Did you the proper tool to set the tensioner?


----------



## funnee84bunny (Jul 30, 2007)

*Re: Clicking Noise After Timing Belt Replacement (Fixxxer)*


_Quote, originally posted by *Fixxxer* »_It's probably just noisy lifters. Not uncommon on older cars. Since you are already schooled in timing belts, you could easily replace the lifters yourself. The readers digest version is to take out the camshaft, pop out the lifters, put in the new lifters that you had soaking in oil for a while, put the camshaft back in. Set the timing and go for a spin.

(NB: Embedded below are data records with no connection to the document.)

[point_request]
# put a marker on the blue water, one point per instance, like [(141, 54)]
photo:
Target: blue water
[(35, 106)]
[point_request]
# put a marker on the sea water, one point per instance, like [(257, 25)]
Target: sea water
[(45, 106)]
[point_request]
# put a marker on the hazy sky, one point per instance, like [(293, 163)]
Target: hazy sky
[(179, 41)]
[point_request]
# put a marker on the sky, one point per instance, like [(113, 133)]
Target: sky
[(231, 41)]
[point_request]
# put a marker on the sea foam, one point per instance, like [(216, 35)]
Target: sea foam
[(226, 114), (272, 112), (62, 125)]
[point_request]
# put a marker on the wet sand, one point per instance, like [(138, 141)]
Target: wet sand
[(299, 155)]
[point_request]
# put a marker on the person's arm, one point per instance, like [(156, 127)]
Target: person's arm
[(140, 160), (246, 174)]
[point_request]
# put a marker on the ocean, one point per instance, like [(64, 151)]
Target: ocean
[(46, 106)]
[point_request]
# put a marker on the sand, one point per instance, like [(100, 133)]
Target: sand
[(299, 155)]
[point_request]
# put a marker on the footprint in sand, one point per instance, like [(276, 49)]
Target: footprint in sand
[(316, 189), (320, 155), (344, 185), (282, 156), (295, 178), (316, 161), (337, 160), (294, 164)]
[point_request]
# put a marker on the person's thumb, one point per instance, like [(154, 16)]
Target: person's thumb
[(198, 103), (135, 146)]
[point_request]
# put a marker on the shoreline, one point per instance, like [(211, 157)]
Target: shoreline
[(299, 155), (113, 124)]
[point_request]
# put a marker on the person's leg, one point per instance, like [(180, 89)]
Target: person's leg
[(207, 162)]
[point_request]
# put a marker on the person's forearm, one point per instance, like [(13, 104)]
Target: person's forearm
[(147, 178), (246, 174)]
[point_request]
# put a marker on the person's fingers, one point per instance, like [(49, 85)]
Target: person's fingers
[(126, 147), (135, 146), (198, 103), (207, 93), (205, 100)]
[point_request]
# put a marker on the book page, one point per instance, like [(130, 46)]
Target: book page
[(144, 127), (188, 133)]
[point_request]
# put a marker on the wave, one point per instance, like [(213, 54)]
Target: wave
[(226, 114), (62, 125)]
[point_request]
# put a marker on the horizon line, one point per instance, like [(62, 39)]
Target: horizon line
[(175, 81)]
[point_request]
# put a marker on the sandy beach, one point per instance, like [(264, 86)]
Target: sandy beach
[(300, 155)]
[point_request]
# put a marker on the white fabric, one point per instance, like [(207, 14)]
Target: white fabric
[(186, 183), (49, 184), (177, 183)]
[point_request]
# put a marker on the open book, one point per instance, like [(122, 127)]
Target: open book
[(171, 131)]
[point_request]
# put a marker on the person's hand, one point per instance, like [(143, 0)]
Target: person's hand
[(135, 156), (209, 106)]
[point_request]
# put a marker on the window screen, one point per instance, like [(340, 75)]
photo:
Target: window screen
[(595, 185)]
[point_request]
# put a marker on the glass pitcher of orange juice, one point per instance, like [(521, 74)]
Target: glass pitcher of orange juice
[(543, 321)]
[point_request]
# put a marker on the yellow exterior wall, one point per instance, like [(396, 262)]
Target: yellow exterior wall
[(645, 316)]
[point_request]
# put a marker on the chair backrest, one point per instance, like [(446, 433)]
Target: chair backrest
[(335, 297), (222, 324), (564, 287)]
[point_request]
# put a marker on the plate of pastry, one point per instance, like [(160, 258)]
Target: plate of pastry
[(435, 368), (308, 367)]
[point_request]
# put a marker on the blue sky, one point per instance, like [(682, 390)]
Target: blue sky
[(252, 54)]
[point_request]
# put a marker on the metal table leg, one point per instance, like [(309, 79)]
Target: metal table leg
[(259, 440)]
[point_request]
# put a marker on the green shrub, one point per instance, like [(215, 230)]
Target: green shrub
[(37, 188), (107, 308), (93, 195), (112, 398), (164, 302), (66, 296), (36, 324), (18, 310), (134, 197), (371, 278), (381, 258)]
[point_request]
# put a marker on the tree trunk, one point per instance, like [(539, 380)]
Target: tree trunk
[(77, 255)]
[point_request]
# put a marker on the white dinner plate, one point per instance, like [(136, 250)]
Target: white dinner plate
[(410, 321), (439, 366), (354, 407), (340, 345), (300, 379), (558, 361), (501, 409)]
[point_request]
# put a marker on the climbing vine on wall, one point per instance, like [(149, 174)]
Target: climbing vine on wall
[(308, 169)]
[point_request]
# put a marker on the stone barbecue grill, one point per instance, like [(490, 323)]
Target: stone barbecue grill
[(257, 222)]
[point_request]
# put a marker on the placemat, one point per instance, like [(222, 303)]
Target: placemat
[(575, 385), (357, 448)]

what weight of oil to set the lifters in and how long is awhile?

__
Image uploading. Refresh page to view


----------



## 4ePikanini (Aug 29, 2007)

*Re: Clicking Noise After Timing Belt Replacement (Fixxxer)*


_Quote, originally posted by *Fixxxer* »_A bit of ATF in a running engine can quite them down even more. No joke. http://****************.com/smile/emthup.gif 

Don't run the engine hard if you do this. The lubricating qualities are not as good as engine oil but their detergents are good. It cleans out your small passages allowing oil to get in there with more "uuumphh"
But I agree. It could be a good idea.
Do this
Run 250ml ATF in it for 200 miles (take it easy)
Oil change and oil filter change
500 miles
Oil change and oil filter change again
If the problem continues after this then then do the following steps as well
change lifters - soaked in oil for 24 hours (see my sig for good links and DIY's)
200 miles (take it easy)
and again another oil change and oil filter change.
If the problem continues after this then you might have a bad oil pump and will need to replace it and possibly have the motor overhauled due to damage caused by a faulty oil pump.
If you have money to throw at it then do this from the start
Get an oil pressure gauge and make sure your pump is good
Is your pump good?
Yes - soak lifters in oil overnight and replace em
200 miles (take it easy)
oil change and oil filter change
No - Engine overhaul
Hope this helps


----------



## atoson (Dec 29, 2002)

*Re: Clicking Noise After Timing Belt Replacement (fourie_marius)*

I 2nd the ATF post http://****************.com/smile/emthup.gif


----------